ISIS has targeted religious minorities before. Last year they captured and killed Yazidis in large numbers. The Christian captives could be used to gain a piece of land that is strategic to linking its territory in Syria and Iraq. However, ISIS is also quick to enact revenge on the people they capture. Earlier this month 20 Egyptian Coptic Christians were beheaded by the militant group.
That area of Syria is a primary battlefield. That region has seen repeated airstrikes from the U.S. led coalition. However, ISIS is able to carry out these kidnappings during raids. ISIS has some sort of advantage or cut paths. Monday, when ISIS attacked the Christian Assyrian villages by the Khabour River, they tore through the villages abducting or killing its residents. Those that were kidnapped are in unknown danger and many more are homeless. ISIS is eliminating Christians one village at a time.
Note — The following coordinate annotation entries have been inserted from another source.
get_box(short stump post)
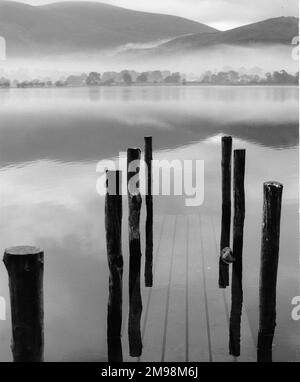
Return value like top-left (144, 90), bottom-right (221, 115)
top-left (3, 246), bottom-right (44, 362)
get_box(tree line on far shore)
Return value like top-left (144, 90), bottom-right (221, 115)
top-left (0, 70), bottom-right (299, 88)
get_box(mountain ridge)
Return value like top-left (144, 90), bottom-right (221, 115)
top-left (0, 0), bottom-right (216, 57)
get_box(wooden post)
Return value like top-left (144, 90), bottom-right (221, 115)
top-left (127, 149), bottom-right (143, 357)
top-left (105, 171), bottom-right (123, 362)
top-left (229, 150), bottom-right (246, 357)
top-left (145, 137), bottom-right (153, 288)
top-left (219, 137), bottom-right (232, 288)
top-left (257, 182), bottom-right (283, 362)
top-left (3, 246), bottom-right (44, 362)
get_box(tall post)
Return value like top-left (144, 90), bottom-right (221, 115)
top-left (219, 137), bottom-right (232, 288)
top-left (257, 182), bottom-right (283, 362)
top-left (145, 137), bottom-right (153, 287)
top-left (3, 246), bottom-right (44, 362)
top-left (105, 171), bottom-right (123, 362)
top-left (127, 149), bottom-right (143, 357)
top-left (229, 150), bottom-right (246, 357)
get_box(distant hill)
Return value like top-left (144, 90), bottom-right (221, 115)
top-left (0, 0), bottom-right (216, 57)
top-left (149, 17), bottom-right (299, 54)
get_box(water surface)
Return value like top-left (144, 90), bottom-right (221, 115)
top-left (0, 86), bottom-right (300, 361)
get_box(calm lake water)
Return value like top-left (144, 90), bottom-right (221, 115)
top-left (0, 87), bottom-right (300, 361)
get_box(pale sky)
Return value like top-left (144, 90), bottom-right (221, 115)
top-left (4, 0), bottom-right (299, 30)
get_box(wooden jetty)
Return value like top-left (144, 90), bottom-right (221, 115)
top-left (124, 214), bottom-right (256, 362)
top-left (4, 137), bottom-right (283, 362)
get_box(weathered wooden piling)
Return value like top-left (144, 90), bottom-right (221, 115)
top-left (257, 182), bottom-right (283, 362)
top-left (229, 150), bottom-right (246, 357)
top-left (219, 137), bottom-right (232, 288)
top-left (127, 149), bottom-right (143, 357)
top-left (105, 171), bottom-right (123, 362)
top-left (145, 137), bottom-right (153, 287)
top-left (3, 246), bottom-right (44, 362)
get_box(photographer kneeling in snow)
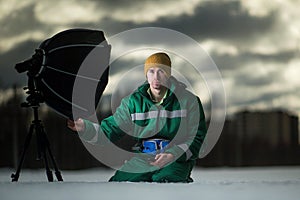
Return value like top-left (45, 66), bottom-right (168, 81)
top-left (68, 52), bottom-right (206, 183)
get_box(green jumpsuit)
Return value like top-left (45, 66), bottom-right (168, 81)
top-left (79, 77), bottom-right (207, 182)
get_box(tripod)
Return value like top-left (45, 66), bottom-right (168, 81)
top-left (11, 74), bottom-right (63, 182)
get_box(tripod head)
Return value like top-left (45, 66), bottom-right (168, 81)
top-left (15, 49), bottom-right (45, 107)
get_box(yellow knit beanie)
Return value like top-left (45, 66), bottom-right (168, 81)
top-left (144, 52), bottom-right (171, 78)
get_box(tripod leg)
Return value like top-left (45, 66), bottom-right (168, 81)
top-left (35, 121), bottom-right (53, 182)
top-left (40, 123), bottom-right (63, 181)
top-left (11, 124), bottom-right (34, 182)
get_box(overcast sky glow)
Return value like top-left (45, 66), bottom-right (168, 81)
top-left (0, 0), bottom-right (300, 119)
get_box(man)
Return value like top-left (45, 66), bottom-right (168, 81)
top-left (68, 52), bottom-right (206, 182)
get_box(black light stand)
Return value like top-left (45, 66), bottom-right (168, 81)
top-left (11, 71), bottom-right (63, 182)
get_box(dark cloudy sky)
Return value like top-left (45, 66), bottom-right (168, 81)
top-left (0, 0), bottom-right (300, 117)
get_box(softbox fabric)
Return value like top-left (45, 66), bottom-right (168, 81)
top-left (36, 29), bottom-right (111, 119)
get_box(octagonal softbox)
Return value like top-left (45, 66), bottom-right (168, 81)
top-left (36, 29), bottom-right (111, 119)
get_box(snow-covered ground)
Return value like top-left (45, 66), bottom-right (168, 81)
top-left (0, 166), bottom-right (300, 200)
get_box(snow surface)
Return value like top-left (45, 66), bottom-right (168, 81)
top-left (0, 166), bottom-right (300, 200)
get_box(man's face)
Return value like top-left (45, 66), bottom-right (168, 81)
top-left (147, 67), bottom-right (168, 89)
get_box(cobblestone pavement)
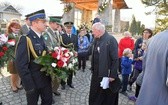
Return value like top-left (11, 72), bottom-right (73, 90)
top-left (0, 36), bottom-right (134, 105)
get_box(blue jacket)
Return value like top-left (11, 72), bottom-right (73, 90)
top-left (121, 56), bottom-right (133, 74)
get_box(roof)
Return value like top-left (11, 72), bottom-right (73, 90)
top-left (61, 0), bottom-right (129, 10)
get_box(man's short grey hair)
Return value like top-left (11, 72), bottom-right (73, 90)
top-left (92, 22), bottom-right (105, 31)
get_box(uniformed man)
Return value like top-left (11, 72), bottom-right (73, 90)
top-left (15, 10), bottom-right (52, 105)
top-left (43, 16), bottom-right (61, 96)
top-left (61, 22), bottom-right (78, 90)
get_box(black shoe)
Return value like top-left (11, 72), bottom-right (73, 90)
top-left (61, 85), bottom-right (65, 90)
top-left (68, 84), bottom-right (74, 88)
top-left (53, 91), bottom-right (61, 96)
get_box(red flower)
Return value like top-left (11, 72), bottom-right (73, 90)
top-left (0, 52), bottom-right (4, 57)
top-left (2, 46), bottom-right (8, 51)
top-left (51, 52), bottom-right (58, 58)
top-left (57, 60), bottom-right (64, 68)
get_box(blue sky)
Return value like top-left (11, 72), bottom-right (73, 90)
top-left (0, 0), bottom-right (155, 28)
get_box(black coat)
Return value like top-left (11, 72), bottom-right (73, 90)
top-left (15, 30), bottom-right (51, 91)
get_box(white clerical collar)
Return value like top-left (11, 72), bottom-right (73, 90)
top-left (32, 29), bottom-right (41, 38)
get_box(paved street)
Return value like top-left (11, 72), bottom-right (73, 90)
top-left (0, 36), bottom-right (134, 105)
top-left (0, 62), bottom-right (134, 105)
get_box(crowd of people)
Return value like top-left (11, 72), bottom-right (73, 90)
top-left (0, 10), bottom-right (168, 105)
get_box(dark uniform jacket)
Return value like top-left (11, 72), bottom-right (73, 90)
top-left (42, 28), bottom-right (60, 50)
top-left (15, 30), bottom-right (51, 91)
top-left (61, 34), bottom-right (78, 51)
top-left (92, 32), bottom-right (118, 78)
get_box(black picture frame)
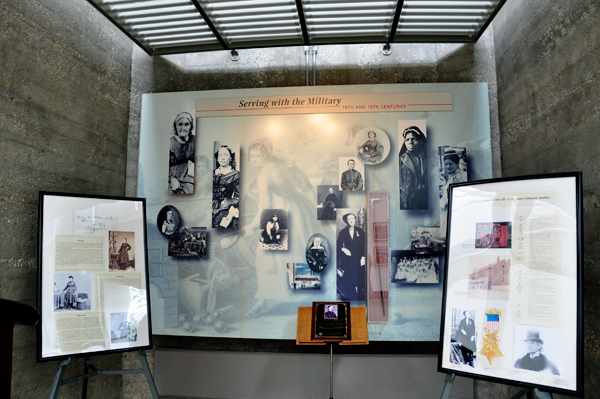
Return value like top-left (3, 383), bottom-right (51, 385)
top-left (438, 172), bottom-right (584, 397)
top-left (36, 191), bottom-right (153, 362)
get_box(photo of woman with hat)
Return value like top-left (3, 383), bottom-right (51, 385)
top-left (337, 209), bottom-right (366, 301)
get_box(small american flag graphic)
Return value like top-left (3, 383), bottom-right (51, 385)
top-left (485, 314), bottom-right (500, 332)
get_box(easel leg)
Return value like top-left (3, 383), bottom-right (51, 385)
top-left (138, 349), bottom-right (158, 399)
top-left (440, 374), bottom-right (454, 399)
top-left (48, 358), bottom-right (71, 399)
top-left (329, 344), bottom-right (333, 399)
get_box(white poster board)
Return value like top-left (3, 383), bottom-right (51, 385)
top-left (439, 173), bottom-right (583, 395)
top-left (37, 192), bottom-right (152, 361)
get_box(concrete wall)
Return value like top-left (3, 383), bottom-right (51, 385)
top-left (475, 0), bottom-right (600, 398)
top-left (0, 0), bottom-right (132, 398)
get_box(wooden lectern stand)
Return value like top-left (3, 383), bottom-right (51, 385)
top-left (296, 306), bottom-right (369, 399)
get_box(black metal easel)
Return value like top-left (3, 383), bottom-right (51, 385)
top-left (49, 349), bottom-right (158, 399)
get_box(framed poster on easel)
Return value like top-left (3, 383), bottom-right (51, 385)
top-left (438, 172), bottom-right (583, 397)
top-left (37, 192), bottom-right (152, 361)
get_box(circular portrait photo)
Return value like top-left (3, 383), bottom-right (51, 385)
top-left (156, 205), bottom-right (181, 236)
top-left (306, 233), bottom-right (330, 273)
top-left (353, 127), bottom-right (390, 165)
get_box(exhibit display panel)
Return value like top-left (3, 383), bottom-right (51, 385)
top-left (37, 192), bottom-right (152, 361)
top-left (138, 83), bottom-right (492, 353)
top-left (438, 173), bottom-right (583, 396)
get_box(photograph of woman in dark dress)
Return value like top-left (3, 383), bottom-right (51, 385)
top-left (169, 112), bottom-right (195, 194)
top-left (337, 209), bottom-right (367, 301)
top-left (357, 130), bottom-right (383, 165)
top-left (212, 142), bottom-right (240, 229)
top-left (399, 126), bottom-right (429, 209)
top-left (306, 234), bottom-right (329, 273)
top-left (260, 214), bottom-right (281, 245)
top-left (244, 138), bottom-right (316, 318)
top-left (318, 186), bottom-right (341, 220)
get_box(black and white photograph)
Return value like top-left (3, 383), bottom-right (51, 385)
top-left (514, 325), bottom-right (562, 375)
top-left (391, 250), bottom-right (440, 284)
top-left (336, 208), bottom-right (367, 301)
top-left (169, 112), bottom-right (196, 194)
top-left (438, 146), bottom-right (468, 237)
top-left (110, 312), bottom-right (137, 344)
top-left (450, 308), bottom-right (477, 367)
top-left (169, 227), bottom-right (207, 257)
top-left (410, 226), bottom-right (446, 255)
top-left (468, 255), bottom-right (510, 300)
top-left (324, 305), bottom-right (337, 319)
top-left (287, 263), bottom-right (321, 290)
top-left (317, 185), bottom-right (344, 220)
top-left (108, 231), bottom-right (135, 272)
top-left (353, 127), bottom-right (390, 165)
top-left (212, 141), bottom-right (240, 229)
top-left (156, 205), bottom-right (181, 236)
top-left (54, 273), bottom-right (92, 312)
top-left (306, 233), bottom-right (331, 273)
top-left (259, 209), bottom-right (289, 251)
top-left (339, 157), bottom-right (365, 191)
top-left (398, 120), bottom-right (429, 210)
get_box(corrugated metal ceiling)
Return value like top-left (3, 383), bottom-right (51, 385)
top-left (88, 0), bottom-right (506, 55)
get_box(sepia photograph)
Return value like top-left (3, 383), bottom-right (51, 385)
top-left (317, 185), bottom-right (344, 220)
top-left (259, 209), bottom-right (289, 251)
top-left (391, 250), bottom-right (440, 284)
top-left (54, 273), bottom-right (92, 312)
top-left (514, 325), bottom-right (562, 375)
top-left (398, 120), bottom-right (429, 210)
top-left (287, 263), bottom-right (321, 290)
top-left (353, 127), bottom-right (390, 166)
top-left (169, 112), bottom-right (196, 194)
top-left (339, 157), bottom-right (365, 191)
top-left (108, 231), bottom-right (135, 272)
top-left (475, 222), bottom-right (512, 248)
top-left (450, 308), bottom-right (477, 367)
top-left (156, 205), bottom-right (181, 236)
top-left (169, 227), bottom-right (207, 257)
top-left (410, 226), bottom-right (446, 255)
top-left (212, 141), bottom-right (240, 229)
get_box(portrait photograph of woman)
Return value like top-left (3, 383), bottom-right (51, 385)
top-left (169, 112), bottom-right (196, 194)
top-left (398, 120), bottom-right (429, 210)
top-left (212, 141), bottom-right (240, 229)
top-left (354, 127), bottom-right (390, 165)
top-left (108, 231), bottom-right (135, 272)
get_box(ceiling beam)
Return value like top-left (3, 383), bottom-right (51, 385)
top-left (192, 0), bottom-right (230, 50)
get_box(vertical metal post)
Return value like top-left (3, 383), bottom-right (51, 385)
top-left (329, 344), bottom-right (333, 399)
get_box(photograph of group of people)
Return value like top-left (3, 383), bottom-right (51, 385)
top-left (391, 250), bottom-right (440, 284)
top-left (450, 308), bottom-right (561, 375)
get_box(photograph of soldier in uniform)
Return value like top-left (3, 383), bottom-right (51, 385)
top-left (54, 273), bottom-right (92, 312)
top-left (410, 226), bottom-right (446, 254)
top-left (169, 227), bottom-right (208, 257)
top-left (391, 250), bottom-right (440, 284)
top-left (108, 231), bottom-right (135, 272)
top-left (317, 185), bottom-right (344, 220)
top-left (339, 157), bottom-right (365, 191)
top-left (514, 325), bottom-right (561, 375)
top-left (450, 308), bottom-right (477, 367)
top-left (260, 209), bottom-right (289, 251)
top-left (398, 120), bottom-right (429, 209)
ISIS has gained more territory and is continuing the religious cleansing of the area. New Defense Secretary Ashton Carter’s positive comments about counter-terrorism strategy and the Counter Violent Extremism conference falls to disbelief in the Middle East. ISIS is still winning on all sides. They have a religious agenda to make the territory “pure” or cleansed for Islam. This fact seems to be missed by those in charge of creating strategies or non-Islamic religious groups would be protected.
Archimandrite Emanuel Youkhana of the Assyrian Church in the East reported that 3,000 villagers escaped to Hassakah or Qamishly and were being protected by churches. Captives included 26 families in Tel Gouran, 50 families in Tel Shamiran, 28 families in Tel Jezira, 14 young people; 12 were males and 2 were females that were defending Tel Hormiz. A 17-year-old-man was martyred. Each family averages five people, totaling to over 120 Christians captured.
Captives have been separated into men, women and children. The same was done when they attacked the Yizidi village on Sinjar Mountain. It is unknown what ISIS will do to the Syrian Christians but they could face murder, slavery, traded as a hostage or raped….or worse. Churches in the captured villages were set on fire.
Archbishop, Jacques Behnan Hindo says the Christians feel “abandoned.” Yesterday American fighter planes flew over the area multiple times, but did nothing. One hundred Assyrian families have run to Hassakah but no one has offered them any help; not the Red Crescent or the Syrian aid workers. There is no United Nations High Commission for Refugees anywhere.
However, the U.S. military reports there were coalition airstrikes Monday near Hassakah. Ten airstrikes hit two jihadists vehicles in a convoy of 40 jeeps on the way to Khabour near the Iraqi border. If President Obama, the UN and all other military leaders could understand the religious agenda of ISIS, they would understand that primary targets are non-Islamic religious groups.